As illustrated in Fig. 4(b), we observed power penalties of 0.2, 0.7 and 1.1 dB for detection of OOK signals at rates of 10, 20 and 40 Gb/s, respectively when compared to detection without the demodulator. Similar to the DPSK results, we attribute this penalty to slight misalignment of the polarization. Misalignment of the input polarization to the DGD results in a nonzero value in the orthogonal polarization and eventual interference after the PBS. Polarization misalignment relative to the PBS results in loss of power at the balanced detector.
4. Results and discussion
Shown in Fig. 5(a) is the power penalty associated with misalignment of the input state of polarization relative to the principal states of polarization of the birefringent element. For equal splitting between polarization states and maximum interferometer extinction ratio, the input to the DGD element should be aligned 45° relative to the PSPs. Misalignment results in unequal splitting between the two polarization states and is analogous to unequal power splitting in a traditional time-based interferometer. As shown in Fig. 5(a) a penalty of approximately 1 dB occurs for a misalignment of 13 degrees.
Similarly, misalignment to the axes of the PBS results in unequal combining of the two polarization states, reducing the extinction ratio of the interferometer. This is analogous to unequal combining in the second coupler of a traditional DLI. For optimal detection the state of polarization should be aligned 45° relative to the axes of the PBS. As shown in Fig. 5(b) a penalty of ~1dB is incurred for misalignment of +/−15°.

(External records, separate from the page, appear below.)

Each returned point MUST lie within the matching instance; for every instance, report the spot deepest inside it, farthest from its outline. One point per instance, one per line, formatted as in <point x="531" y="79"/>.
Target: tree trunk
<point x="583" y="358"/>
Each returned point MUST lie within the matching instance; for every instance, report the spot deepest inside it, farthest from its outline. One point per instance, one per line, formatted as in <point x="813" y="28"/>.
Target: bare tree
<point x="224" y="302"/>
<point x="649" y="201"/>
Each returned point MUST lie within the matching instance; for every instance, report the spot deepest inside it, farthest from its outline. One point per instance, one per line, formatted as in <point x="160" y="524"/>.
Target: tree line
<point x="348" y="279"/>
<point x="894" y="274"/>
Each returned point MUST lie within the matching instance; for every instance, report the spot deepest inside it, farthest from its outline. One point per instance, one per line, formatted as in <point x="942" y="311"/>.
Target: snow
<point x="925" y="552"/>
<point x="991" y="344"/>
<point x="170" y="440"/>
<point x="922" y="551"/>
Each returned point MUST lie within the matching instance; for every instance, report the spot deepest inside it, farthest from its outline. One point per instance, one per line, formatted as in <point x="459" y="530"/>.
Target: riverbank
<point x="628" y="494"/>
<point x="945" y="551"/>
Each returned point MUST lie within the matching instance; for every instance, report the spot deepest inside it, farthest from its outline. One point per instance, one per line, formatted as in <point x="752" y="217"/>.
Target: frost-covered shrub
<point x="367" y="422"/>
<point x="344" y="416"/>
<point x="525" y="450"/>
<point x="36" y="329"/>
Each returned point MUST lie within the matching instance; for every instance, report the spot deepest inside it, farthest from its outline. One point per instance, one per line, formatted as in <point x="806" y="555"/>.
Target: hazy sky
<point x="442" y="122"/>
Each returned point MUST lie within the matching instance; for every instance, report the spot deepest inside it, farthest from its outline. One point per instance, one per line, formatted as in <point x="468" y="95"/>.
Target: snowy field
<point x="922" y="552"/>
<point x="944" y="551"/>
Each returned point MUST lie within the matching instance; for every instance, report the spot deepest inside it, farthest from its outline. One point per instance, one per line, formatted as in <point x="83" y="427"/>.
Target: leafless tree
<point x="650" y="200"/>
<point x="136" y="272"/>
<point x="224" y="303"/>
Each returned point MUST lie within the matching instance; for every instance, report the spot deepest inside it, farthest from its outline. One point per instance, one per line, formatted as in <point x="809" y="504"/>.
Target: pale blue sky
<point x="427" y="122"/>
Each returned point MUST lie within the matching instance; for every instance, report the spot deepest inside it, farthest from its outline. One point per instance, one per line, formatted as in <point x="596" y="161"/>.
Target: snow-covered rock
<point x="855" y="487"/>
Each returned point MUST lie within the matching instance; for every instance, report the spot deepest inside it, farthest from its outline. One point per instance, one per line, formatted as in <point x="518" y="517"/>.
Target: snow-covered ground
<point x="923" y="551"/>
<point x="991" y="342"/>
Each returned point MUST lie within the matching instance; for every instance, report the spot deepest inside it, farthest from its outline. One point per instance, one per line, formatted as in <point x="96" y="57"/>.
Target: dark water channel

Shown in Fig. 5(c) is the tolerance to misalignment of the DGD relative to the bit rate. This penalty is directly analogous to non-optimal delay in a traditional delay-line based interferometer. With no distortions present the DGD is set equal to the bit rate. As discussed in  the optimal DGD value changes in the presence of distortions motivating the use of a tunable demodulator. As shown below a 1 dB penalty is incurred for a bit-rate to DGD mismatch of approximately 10 percent. This agrees well with previously reported results for a traditional DLI .
In this paper we demonstrate a continuously rate-tunable receiver design capable of demodulating DPSK transmission over a wide range through the use of a commercially-available tunable DGD element. Furthermore, this receiver has the added quality that it can be tuned to pass any type of intensity modulated waveform with very little degradation. DPSK demodulation was performed at rates of 10, 20 and 40-Gb/s with little power penalty when compared to demodulation using a commercially-available delay-line interferometer.